I was once a New York socialite. Now, I was a ghost eating garbage from a dumpster behind the building that still bore my family’s name.
Then I heard his voice. Brigham. My former lover, my step-brother, the man I had come back for.
He was on the phone with Eve, the woman who had stolen my life, my family, and my face.
He saw me, a disfigured heap of rags, and his face filled with disgust. He told his assistant to give me money and "get this filth off company property."
For a fleeting moment, he saw the infinity tattoo on my wrist—our secret promise of forever. He even whispered my name, "Eloise?"
But then he shook his head, dismissing the impossible. He turned his back on me, walking away without a second glance. That final rejection broke the last piece of my soul.
I walked to the Brooklyn Bridge and let go.
Just as my body hit the cold water, a doctor was on the phone with Brigham, his voice trembling with the results of a new DNA test. The original test, the one that had destroyed my life, was a fake. I was the true heiress all along.
Chapter 1
The stench of rotting food and wet cardboard filled Eloise Conway's nostrils. It was the smell of her life now. She plunged her good hand deeper into the dumpster, her fingers searching past slimy bags and broken glass. This particular dumpster, behind the gleaming Conway Tower, was often a goldmine. The upscale restaurant on the ground floor threw out food that was barely a day old.

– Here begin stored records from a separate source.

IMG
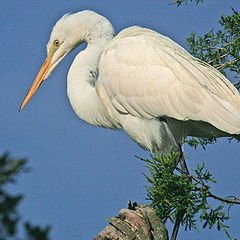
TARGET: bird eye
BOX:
[54,40,60,47]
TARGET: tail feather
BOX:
[234,134,240,142]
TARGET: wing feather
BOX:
[99,27,240,134]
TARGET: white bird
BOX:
[20,10,240,158]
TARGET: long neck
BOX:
[67,39,116,128]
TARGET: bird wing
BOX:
[99,27,240,134]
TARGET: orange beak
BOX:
[19,54,52,112]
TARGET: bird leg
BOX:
[176,143,189,175]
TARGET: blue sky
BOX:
[0,0,240,240]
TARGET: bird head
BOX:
[19,10,114,111]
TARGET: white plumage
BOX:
[20,10,240,155]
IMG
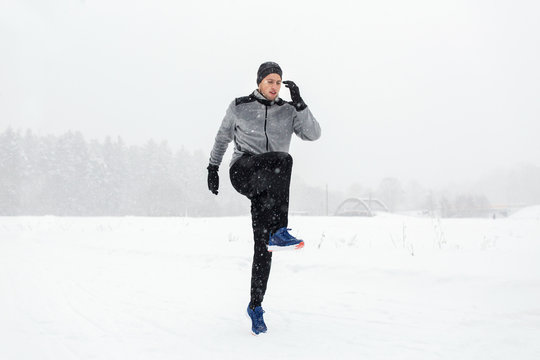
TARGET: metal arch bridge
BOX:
[334,198,388,216]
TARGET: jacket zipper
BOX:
[264,105,268,151]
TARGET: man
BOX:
[208,62,321,335]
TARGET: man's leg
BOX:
[230,152,292,309]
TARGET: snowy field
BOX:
[0,208,540,360]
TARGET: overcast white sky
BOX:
[0,0,540,187]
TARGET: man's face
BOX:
[259,74,281,100]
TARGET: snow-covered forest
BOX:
[0,128,540,217]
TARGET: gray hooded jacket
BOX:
[210,90,321,166]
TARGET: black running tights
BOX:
[230,152,293,309]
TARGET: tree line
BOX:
[0,128,238,216]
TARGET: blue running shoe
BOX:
[248,306,267,335]
[268,228,304,252]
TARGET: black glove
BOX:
[207,164,219,195]
[283,80,307,111]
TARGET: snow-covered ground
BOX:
[0,208,540,360]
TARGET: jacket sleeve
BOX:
[293,108,321,141]
[210,101,236,166]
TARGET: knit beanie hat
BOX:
[257,61,283,85]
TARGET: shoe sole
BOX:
[267,241,304,252]
[244,311,268,336]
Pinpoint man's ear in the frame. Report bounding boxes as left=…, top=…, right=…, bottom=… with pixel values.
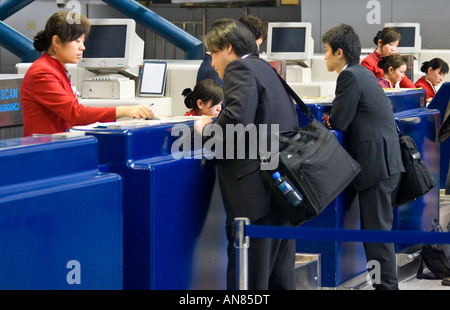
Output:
left=52, top=34, right=61, bottom=47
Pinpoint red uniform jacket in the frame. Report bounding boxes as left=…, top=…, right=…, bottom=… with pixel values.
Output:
left=414, top=76, right=436, bottom=101
left=378, top=76, right=395, bottom=88
left=20, top=53, right=116, bottom=136
left=361, top=51, right=415, bottom=88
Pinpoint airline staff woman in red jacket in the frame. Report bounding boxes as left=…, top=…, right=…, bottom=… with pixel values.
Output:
left=361, top=27, right=415, bottom=88
left=21, top=11, right=154, bottom=136
left=414, top=58, right=448, bottom=102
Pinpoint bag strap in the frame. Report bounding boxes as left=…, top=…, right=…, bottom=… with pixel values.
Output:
left=271, top=67, right=316, bottom=121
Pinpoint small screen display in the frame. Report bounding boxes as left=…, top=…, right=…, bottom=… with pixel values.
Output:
left=83, top=25, right=127, bottom=58
left=396, top=27, right=416, bottom=47
left=271, top=27, right=306, bottom=53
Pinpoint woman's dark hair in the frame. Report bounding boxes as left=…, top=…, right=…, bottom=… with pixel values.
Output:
left=373, top=27, right=402, bottom=46
left=33, top=11, right=91, bottom=52
left=420, top=58, right=448, bottom=74
left=181, top=79, right=223, bottom=114
left=378, top=54, right=408, bottom=73
left=322, top=24, right=361, bottom=66
left=203, top=18, right=259, bottom=57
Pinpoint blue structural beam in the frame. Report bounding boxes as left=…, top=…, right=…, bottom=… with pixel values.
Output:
left=0, top=0, right=34, bottom=20
left=0, top=21, right=40, bottom=62
left=103, top=0, right=203, bottom=59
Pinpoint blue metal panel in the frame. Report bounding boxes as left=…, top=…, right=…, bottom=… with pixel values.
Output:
left=0, top=136, right=122, bottom=290
left=0, top=21, right=41, bottom=62
left=71, top=121, right=221, bottom=289
left=0, top=0, right=34, bottom=20
left=386, top=89, right=426, bottom=113
left=393, top=108, right=440, bottom=252
left=427, top=82, right=450, bottom=189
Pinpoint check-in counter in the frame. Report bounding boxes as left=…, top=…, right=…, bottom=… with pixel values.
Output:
left=71, top=118, right=226, bottom=289
left=0, top=135, right=122, bottom=290
left=427, top=82, right=450, bottom=189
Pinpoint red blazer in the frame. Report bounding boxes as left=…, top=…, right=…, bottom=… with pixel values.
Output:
left=361, top=50, right=415, bottom=88
left=20, top=53, right=116, bottom=136
left=184, top=109, right=197, bottom=116
left=414, top=76, right=436, bottom=101
left=378, top=76, right=395, bottom=88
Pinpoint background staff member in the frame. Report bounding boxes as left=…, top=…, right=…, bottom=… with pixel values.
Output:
left=361, top=27, right=415, bottom=88
left=414, top=58, right=448, bottom=102
left=322, top=24, right=404, bottom=289
left=21, top=11, right=154, bottom=136
left=378, top=54, right=406, bottom=88
left=195, top=19, right=298, bottom=290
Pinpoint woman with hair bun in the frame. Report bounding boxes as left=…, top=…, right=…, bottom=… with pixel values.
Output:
left=378, top=54, right=407, bottom=88
left=414, top=58, right=448, bottom=102
left=21, top=11, right=154, bottom=136
left=182, top=79, right=223, bottom=117
left=361, top=27, right=415, bottom=88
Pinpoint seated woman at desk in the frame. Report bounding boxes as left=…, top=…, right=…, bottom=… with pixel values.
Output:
left=414, top=58, right=448, bottom=102
left=378, top=54, right=406, bottom=88
left=21, top=11, right=154, bottom=136
left=182, top=79, right=223, bottom=117
left=361, top=27, right=415, bottom=88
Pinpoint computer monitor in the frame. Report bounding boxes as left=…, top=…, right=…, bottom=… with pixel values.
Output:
left=78, top=19, right=144, bottom=75
left=267, top=22, right=314, bottom=60
left=384, top=23, right=422, bottom=54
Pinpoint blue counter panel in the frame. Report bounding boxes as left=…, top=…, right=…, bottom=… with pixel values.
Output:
left=71, top=121, right=221, bottom=289
left=386, top=88, right=426, bottom=113
left=0, top=136, right=123, bottom=290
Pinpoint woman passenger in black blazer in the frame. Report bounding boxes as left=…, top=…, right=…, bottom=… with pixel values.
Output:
left=195, top=19, right=298, bottom=290
left=322, top=24, right=404, bottom=289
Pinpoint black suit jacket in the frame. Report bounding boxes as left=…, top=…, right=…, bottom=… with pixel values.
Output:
left=196, top=53, right=223, bottom=86
left=330, top=65, right=404, bottom=191
left=207, top=56, right=298, bottom=221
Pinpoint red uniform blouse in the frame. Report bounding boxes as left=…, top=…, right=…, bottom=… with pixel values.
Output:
left=20, top=53, right=116, bottom=136
left=414, top=76, right=436, bottom=101
left=361, top=50, right=415, bottom=88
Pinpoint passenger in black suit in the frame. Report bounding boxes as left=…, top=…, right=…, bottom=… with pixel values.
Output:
left=322, top=24, right=404, bottom=289
left=195, top=19, right=298, bottom=289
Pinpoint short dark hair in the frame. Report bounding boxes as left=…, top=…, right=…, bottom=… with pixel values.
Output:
left=239, top=14, right=267, bottom=41
left=322, top=24, right=361, bottom=65
left=33, top=11, right=91, bottom=52
left=181, top=79, right=223, bottom=114
left=203, top=18, right=258, bottom=57
left=420, top=58, right=448, bottom=74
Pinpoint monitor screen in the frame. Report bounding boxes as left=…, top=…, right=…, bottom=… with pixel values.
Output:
left=396, top=27, right=416, bottom=47
left=271, top=27, right=306, bottom=53
left=83, top=25, right=127, bottom=58
left=267, top=22, right=314, bottom=60
left=384, top=23, right=422, bottom=54
left=139, top=61, right=167, bottom=96
left=78, top=18, right=144, bottom=76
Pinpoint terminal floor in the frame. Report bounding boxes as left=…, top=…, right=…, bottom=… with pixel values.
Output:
left=376, top=190, right=450, bottom=290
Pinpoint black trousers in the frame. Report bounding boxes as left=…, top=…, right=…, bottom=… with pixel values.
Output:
left=226, top=206, right=296, bottom=290
left=358, top=174, right=401, bottom=290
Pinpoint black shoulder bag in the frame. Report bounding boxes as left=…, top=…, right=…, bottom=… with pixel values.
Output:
left=261, top=74, right=361, bottom=226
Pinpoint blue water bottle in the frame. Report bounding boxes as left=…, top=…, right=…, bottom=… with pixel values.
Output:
left=272, top=171, right=303, bottom=207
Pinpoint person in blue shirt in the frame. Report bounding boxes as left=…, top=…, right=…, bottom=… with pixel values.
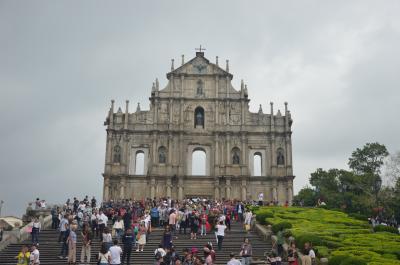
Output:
left=121, top=228, right=135, bottom=265
left=150, top=206, right=160, bottom=227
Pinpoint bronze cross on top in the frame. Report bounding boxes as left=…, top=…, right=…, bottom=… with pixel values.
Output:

A former New York City socialite, she knew quality. Now, she was just another homeless woman, a ghost haunting the edges of her own past. The city lights blurred in her vision. Hunger was a constant, gnawing ache in her stomach.

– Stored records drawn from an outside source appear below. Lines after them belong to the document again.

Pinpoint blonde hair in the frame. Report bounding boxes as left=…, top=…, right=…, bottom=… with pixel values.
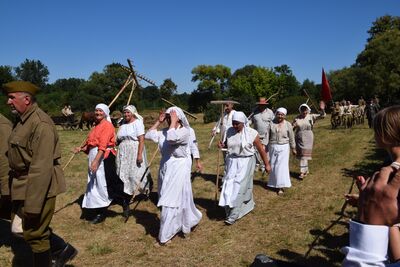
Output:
left=374, top=105, right=400, bottom=147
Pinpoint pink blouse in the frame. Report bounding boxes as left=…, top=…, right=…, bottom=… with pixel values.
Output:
left=85, top=119, right=116, bottom=159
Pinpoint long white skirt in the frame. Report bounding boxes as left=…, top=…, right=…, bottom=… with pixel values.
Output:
left=115, top=140, right=150, bottom=195
left=218, top=156, right=256, bottom=221
left=157, top=158, right=202, bottom=243
left=268, top=144, right=292, bottom=188
left=82, top=147, right=111, bottom=209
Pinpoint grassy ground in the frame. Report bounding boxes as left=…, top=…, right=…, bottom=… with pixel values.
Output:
left=0, top=113, right=384, bottom=266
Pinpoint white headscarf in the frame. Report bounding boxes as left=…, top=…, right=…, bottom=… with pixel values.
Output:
left=275, top=108, right=287, bottom=116
left=124, top=105, right=143, bottom=121
left=95, top=103, right=111, bottom=122
left=165, top=106, right=190, bottom=128
left=232, top=111, right=250, bottom=150
left=299, top=103, right=311, bottom=112
left=232, top=111, right=247, bottom=126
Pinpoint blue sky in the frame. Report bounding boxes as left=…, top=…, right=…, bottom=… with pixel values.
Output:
left=0, top=0, right=400, bottom=92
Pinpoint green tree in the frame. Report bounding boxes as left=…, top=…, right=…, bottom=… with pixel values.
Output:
left=15, top=59, right=50, bottom=89
left=274, top=65, right=300, bottom=97
left=228, top=65, right=278, bottom=102
left=368, top=15, right=400, bottom=42
left=355, top=29, right=400, bottom=104
left=192, top=65, right=231, bottom=99
left=160, top=78, right=178, bottom=99
left=0, top=66, right=15, bottom=86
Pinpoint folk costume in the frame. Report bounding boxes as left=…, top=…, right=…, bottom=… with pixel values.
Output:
left=82, top=104, right=116, bottom=209
left=263, top=108, right=296, bottom=191
left=145, top=107, right=202, bottom=244
left=218, top=111, right=258, bottom=224
left=116, top=105, right=149, bottom=196
left=293, top=104, right=325, bottom=179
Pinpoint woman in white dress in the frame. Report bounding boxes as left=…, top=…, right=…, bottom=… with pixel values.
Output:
left=74, top=104, right=116, bottom=224
left=218, top=111, right=271, bottom=225
left=116, top=105, right=149, bottom=217
left=293, top=101, right=325, bottom=180
left=145, top=107, right=202, bottom=245
left=264, top=108, right=296, bottom=195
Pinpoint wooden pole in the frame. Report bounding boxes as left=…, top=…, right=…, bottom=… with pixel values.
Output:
left=161, top=97, right=197, bottom=120
left=108, top=74, right=133, bottom=108
left=303, top=89, right=319, bottom=112
left=126, top=77, right=136, bottom=105
left=63, top=74, right=133, bottom=170
left=214, top=105, right=224, bottom=203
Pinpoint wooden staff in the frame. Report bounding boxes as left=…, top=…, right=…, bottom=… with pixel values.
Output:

She pulled out a sealed plastic container. Inside was a half-eaten slice of expensive-looking cheesecake. A small victory. She sat on the cold pavement, her back against the brick wall of the alley, and used her fingers to scoop the creamy dessert into her mouth. It tasted like heaven. It tasted like a life she no longer had.
Her face, once on the cover of magazines, was now a roadmap of scars. A thick, puckered line ran from her temple down to her jaw, pulling her lip into a permanent sneer. Acid. Her left hand was a mangled claw, the bones crushed beyond repair. She couldn't speak, not a single word. Her vocal cords were gone.
Was it better to starve with dignity or to live like this? The question was a dull, repetitive drum in her head. But every time the hunger became unbearable, the answer was the same. She chose to live. She chose the dumpster.
A car door slammed nearby. The sound was sharp, expensive. She ignored it, focusing on the last bite of cheesecake. Suddenly, a man's voice cut through the air, crisp and familiar.
"Just leave it on the seat, Mark. I'll take it from here."
Eloise froze. She knew that voice. She would know it anywhere. She slowly looked up.
Brigham Conway stood under the alley light, his tailored suit perfect, his face hard and handsome. Her step-brother. Her former lover. The CEO of the company whose garbage she was eating. He was talking on his phone, his back to her.
"Eve, honey, I'm just leaving the office. Yes, I'll be home soon."
Eve. The name was a physical blow. The woman who had taken everything from her. The new heiress. Brigham's fiancée.
A wave of nausea washed over Eloise, stronger than the hunger. She wanted to run, to hide, but her body was frozen. This was why she had come back. After months of walking, of hitching rides, of starving her way from that desolate town back to New York, it was for this. To see him one last time.
She had held onto a foolish hope, a tiny flicker in the vast darkness of her life. Maybe he would see her. Maybe he would recognize her. Maybe, just maybe, he still cared.
Now, hearing him speak to Eve with such tenderness, that hope died. It was a fool's dream. He was happy. He had moved on. Her existence was an inconvenience he wasn't even aware of.
He laughed at something Eve said, a low, intimate sound that tore Eloise apart. The cheesecake churned in her stomach. She felt the bile rise in her throat and turned her head, vomiting onto the dirty pavement.
The sound made Brigham turn. He saw her then, a wretched heap of rags on the ground. His face tightened with disgust.
"Mark, get over here," he snapped.
His assistant, Mark, a young man in a sharp suit, hurried over.
"Sir?"
"Give her some money. Get her out of here. I don't want to see this filth on company property."
Mark approached Eloise cautiously, pulling a crisp twenty-dollar bill from his wallet. He held it out, his nose wrinkled.
"Here. Now you need to leave."
Eloise didn't look at the money. She didn't look at Mark. She looked at Brigham. Her eyes, the only part of her face that was still hers, pleaded with him. Look at me. Please, just look at me.